Interview am 15. Dezember 2011 im Zentrum Moderner Orient in Berlin


Der bekannte Historiker Prof. Ilan Pappé war im Zentrum Moderner Orient (ZMO) in Berlin zu Gast, wo er im Rahmen des Kolloquiums für das Wintersemester 2011/12 "Not all about Islam: Current Political Conflicts in Africa, the Middle East and Asia" einen Vortrag zum Thema "The Secular Dimensions of the Zionist Project in Palestine: A Historical Review" hielt. Ilan Pappé wurde 1954 in Haifa geboren und diente in der israelischen Armee während des Yom Kippur Krieges 1973 auf den Golanhöhen. 1978 schloß er sein Studium an der Hebräischen Universität Jerusalem ab. Seine Doktorarbeit beendete er 1984 an der University of Oxford. Pappé gehört zur Gruppe der Neuen israelischen Historiker und war von 1984 bis 2007 Professor für Politische Wissenschaften an der Universität Haifa. Gegenwärtig lehrt er an der Universität Exeter am Institut für Arabische und Islamische Studien.

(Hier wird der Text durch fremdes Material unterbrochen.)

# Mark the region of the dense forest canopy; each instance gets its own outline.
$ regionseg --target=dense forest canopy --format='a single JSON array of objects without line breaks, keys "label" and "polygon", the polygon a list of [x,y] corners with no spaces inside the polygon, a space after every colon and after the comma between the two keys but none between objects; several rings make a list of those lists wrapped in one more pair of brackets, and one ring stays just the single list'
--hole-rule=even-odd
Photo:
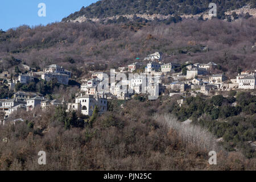
[{"label": "dense forest canopy", "polygon": [[216,3],[220,14],[247,4],[251,7],[256,7],[255,0],[102,0],[86,7],[82,7],[79,11],[71,14],[63,20],[75,20],[84,15],[92,18],[135,14],[197,14],[208,10],[210,3]]}]

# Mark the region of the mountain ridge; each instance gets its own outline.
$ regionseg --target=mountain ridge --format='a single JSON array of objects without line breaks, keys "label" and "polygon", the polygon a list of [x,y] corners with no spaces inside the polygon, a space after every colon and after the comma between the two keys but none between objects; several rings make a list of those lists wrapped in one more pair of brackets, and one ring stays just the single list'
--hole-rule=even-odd
[{"label": "mountain ridge", "polygon": [[82,7],[80,11],[63,18],[63,21],[75,22],[78,19],[79,22],[80,18],[93,22],[96,22],[94,19],[97,19],[97,22],[100,22],[100,19],[111,19],[112,17],[119,18],[121,16],[127,18],[129,15],[134,14],[137,16],[138,15],[145,14],[148,16],[154,14],[159,15],[166,18],[174,15],[195,15],[207,12],[210,9],[208,7],[210,3],[217,5],[217,18],[219,19],[225,18],[225,12],[238,9],[245,6],[249,6],[251,9],[256,7],[256,2],[254,0],[225,0],[221,2],[209,0],[102,0],[86,7]]}]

Er ist Direktor des Europäischen Zentrums für Palästinastudien sowie Co-Direktor des Zentrums für Ethno-politische Studien. Prof. Pappé hat sich in Forschung und Publikation weitreichend mit dem modernen Nahen Osten und insbesondere mit der Geschichte Israels und Palästinas befaßt. Der Schattenblick hatte Gelegenheit, vor der Veranstaltung im Süden Berlins ein Gespräch mit ihm zu führen.

Ilan Pappé - Foto: © 2011 by Schattenblick

Ilan Pappé
Foto: © 2011 by Schattenblick

Schattenblick: Herr Pappé, Sie wurden in Haifa geboren, dienten in der israelischen Armee im Yom Kippur Krieg 1973 und waren Professor für Politische Wissenschaften an der Universität Haifa. Auf welche Weise hat die Kritik an Ihren Forschungsergebnissen Ihre akademische Laufbahn beeinflußt und was hat Sie schließlich dazu veranlaßt, nach England zu gehen?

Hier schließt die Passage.